At the visionary climax, Polia vanishes. The beloved recedes into absence, and the dream closes in a mood of awakened solitude. The journey leaves Poliphilo changed. What began as pursuit becomes interior formation. The will that chose love has shaped the one who chose.
Renaissance Context
Renaissance humanism placed renewed emphasis on human agency and self-direction. Classical sources recovered by scholars offered language for speaking about intention, purpose, and fulfillment. Within that atmosphere, Colonna’s Thelemia embodies a distinctly human power: the capacity to orient oneself.
The linguistic pairing of thelēma and telos reinforces this orientation. Will moves toward an end. Desire seeks form. The gates episode presents this dynamic in vivid symbolic terms.

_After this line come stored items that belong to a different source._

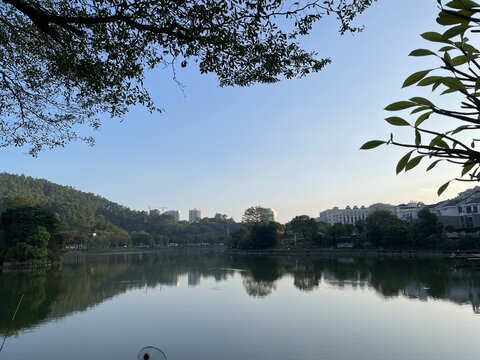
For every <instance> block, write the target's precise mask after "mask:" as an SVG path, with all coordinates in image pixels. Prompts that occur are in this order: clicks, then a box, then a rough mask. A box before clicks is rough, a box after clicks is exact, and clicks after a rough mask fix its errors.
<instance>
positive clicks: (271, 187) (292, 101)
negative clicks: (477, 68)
mask: <svg viewBox="0 0 480 360" xmlns="http://www.w3.org/2000/svg"><path fill="white" fill-rule="evenodd" d="M436 5H437V1H436V0H421V1H419V0H401V1H399V0H378V2H377V3H375V4H374V5H373V6H372V7H371V8H370V9H368V10H367V11H366V12H365V13H364V14H363V15H362V16H360V17H359V18H358V19H357V23H358V24H364V25H365V26H366V29H365V31H364V32H363V33H361V34H357V35H355V36H352V35H350V34H347V35H344V36H340V35H339V33H338V32H337V29H338V23H336V21H335V20H334V19H326V20H323V21H321V22H320V23H318V25H317V26H316V27H315V31H314V32H313V33H312V34H311V35H310V36H309V37H308V38H305V39H304V41H303V43H304V46H305V47H307V48H308V49H311V50H316V51H318V52H319V56H321V57H331V58H332V64H330V65H328V66H327V67H326V68H324V70H322V71H321V72H320V73H318V74H314V75H311V76H309V77H307V78H304V79H300V80H285V81H283V82H280V83H278V84H274V85H256V86H251V87H248V88H220V87H218V85H217V81H216V79H215V76H213V75H207V76H206V75H200V74H199V73H198V71H197V70H196V69H195V67H194V66H193V67H188V68H187V69H185V70H182V71H180V70H179V71H178V73H177V77H178V79H179V80H180V81H181V82H182V83H183V84H184V85H185V89H184V93H185V96H184V95H183V93H182V91H181V90H180V89H179V87H178V86H177V85H176V83H175V82H174V81H173V80H172V73H171V71H169V70H163V71H153V72H151V73H149V74H147V81H146V85H147V87H148V88H149V89H150V90H151V94H152V97H153V98H154V99H155V101H156V102H157V104H158V105H160V106H162V107H163V108H164V109H165V110H166V111H165V112H164V113H163V114H153V115H151V114H149V113H147V112H146V111H145V110H144V109H143V108H140V107H139V108H134V109H131V112H130V113H129V114H128V115H127V116H126V118H125V121H124V122H119V121H116V120H111V119H108V118H106V119H105V120H104V122H103V126H102V127H101V128H100V130H99V131H97V132H95V134H94V136H95V138H96V146H94V147H89V146H87V145H85V144H83V143H73V144H70V145H68V146H66V147H65V148H63V149H56V150H53V151H48V150H47V151H44V152H43V153H41V154H40V155H39V157H38V158H30V157H29V156H28V155H25V154H24V152H25V150H23V149H12V148H10V149H0V163H1V168H0V170H1V171H5V172H9V173H16V174H22V173H23V174H25V175H29V176H33V177H37V178H45V179H47V180H50V181H53V182H56V183H59V184H62V185H69V186H73V187H74V188H76V189H79V190H82V191H87V192H92V193H95V194H98V195H101V196H104V197H106V198H108V199H109V200H112V201H115V202H118V203H120V204H122V205H125V206H128V207H131V208H133V209H136V210H147V205H151V206H152V207H159V206H166V207H167V208H168V209H178V210H181V211H182V217H183V219H185V218H188V210H189V209H192V208H194V207H196V208H197V209H201V210H202V215H203V216H213V215H214V214H215V213H216V212H219V213H224V214H227V215H228V216H233V217H234V218H235V219H236V220H240V218H241V215H242V213H243V211H244V210H245V209H246V208H247V207H249V206H254V205H262V206H265V207H272V208H274V209H275V210H277V212H278V215H279V221H280V222H286V221H289V220H290V219H291V218H292V217H294V216H296V215H301V214H306V215H310V216H318V213H319V211H322V210H324V209H327V208H331V207H333V206H339V207H345V206H346V205H350V206H353V205H370V204H372V203H375V202H387V203H392V204H398V203H402V202H408V201H409V200H418V201H424V202H427V203H432V202H437V201H439V200H441V199H445V198H448V197H453V196H455V195H456V194H457V193H458V192H459V191H462V190H463V189H465V188H466V187H467V185H464V184H458V183H457V184H452V185H451V186H450V188H449V189H448V190H447V191H446V192H445V195H444V196H442V197H441V198H438V197H437V195H436V189H437V188H438V187H439V186H440V185H442V184H443V183H444V182H446V181H447V180H449V179H450V178H452V177H454V176H456V175H458V173H459V170H458V169H456V168H455V167H451V168H449V167H448V166H444V167H441V166H438V169H437V168H436V169H434V170H433V171H431V172H429V173H425V166H423V167H419V168H418V169H414V170H413V171H411V172H409V173H407V174H401V175H399V176H396V175H395V166H396V163H397V161H398V159H399V158H400V157H401V156H402V154H403V151H402V150H401V149H396V148H392V147H382V148H379V149H375V150H371V151H360V150H358V149H359V147H360V146H361V145H362V144H363V143H364V142H366V141H367V140H371V139H386V138H387V137H388V135H389V134H390V132H391V131H392V128H391V127H390V126H389V125H388V124H386V123H385V121H384V120H383V119H384V118H385V117H387V116H388V115H387V113H386V112H385V111H384V110H382V109H383V108H384V107H385V106H386V105H388V104H390V103H391V102H394V101H397V100H403V99H407V98H409V97H411V96H414V95H418V94H419V92H418V91H419V90H418V89H415V88H412V89H407V90H405V89H404V90H402V89H401V84H402V83H403V80H404V79H405V78H406V77H407V76H408V75H409V74H411V73H413V72H415V71H418V70H423V69H424V68H426V67H429V66H430V65H428V64H429V62H428V60H426V59H418V58H409V57H408V56H407V55H408V54H409V53H410V51H411V50H413V49H416V48H420V47H426V46H429V45H428V44H427V43H426V42H425V41H424V40H423V39H421V38H420V36H419V34H420V33H423V32H425V31H431V30H434V29H436V28H437V25H436V24H435V17H436V14H437V12H438V11H437V8H436ZM429 60H430V61H432V59H429ZM432 66H433V63H432Z"/></svg>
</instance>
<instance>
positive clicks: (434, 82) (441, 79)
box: [417, 76, 443, 86]
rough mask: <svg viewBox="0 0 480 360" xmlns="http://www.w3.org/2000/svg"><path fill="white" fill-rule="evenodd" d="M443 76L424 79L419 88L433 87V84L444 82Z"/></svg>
mask: <svg viewBox="0 0 480 360" xmlns="http://www.w3.org/2000/svg"><path fill="white" fill-rule="evenodd" d="M442 78H443V77H442V76H428V77H426V78H425V79H422V80H421V81H420V82H419V83H418V84H417V85H418V86H428V85H432V84H433V83H435V82H437V81H439V80H442Z"/></svg>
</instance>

The influence of the Greek root extended into later Renaissance literature. François Rabelais drew upon the same word in his Abbey of Thélème in Gargantua and Pantagruel, linking the idea of will with cultivated freedom. The shared etymology reflects a broader cultural interest in inclination as a shaping force in human life.
A Dream Carved in Stone
The enduring power of Hypnerotomachia Poliphili lies in its ability to make abstract ideas tangible. Words become architecture. Architecture becomes allegory. Allegory becomes lived experience within the dream.
In the scene of the Three Gates, Colonna offers an image that continues to resonate: a human figure poised before inscribed thresholds, accompanied by reason and will, compelled to choose.
Thelemia stands at that moment as the embodiment of directed longing. Through her, the dream affirms that the shaping of a life begins in the movements of intention.
References
Colonna, Francesco. Hypnerotomachia Poliphili: The Strife of Love in a Dream. Translated by Joscelyn Godwin. London: Thames & Hudson, 1999. (Originally published 1499.)
Godwin, Joscelyn. Introduction to Hypnerotomachia Poliphili: The Strife of Love in a Dream, by Francesco Colonna. London: Thames & Hudson, 1999.
Faivre, Antoine. Access to Western Esotericism. Albany: State University of New York Press, 1994.
Rabelais, François. Gargantua and Pantagruel. Translated by Donald M. Frame. Berkeley: University of California Press, 1991. (Originally published 1534.)
Wind, Edgar. Pagan Mysteries in the Renaissance. New Haven: Yale University Press, 1958.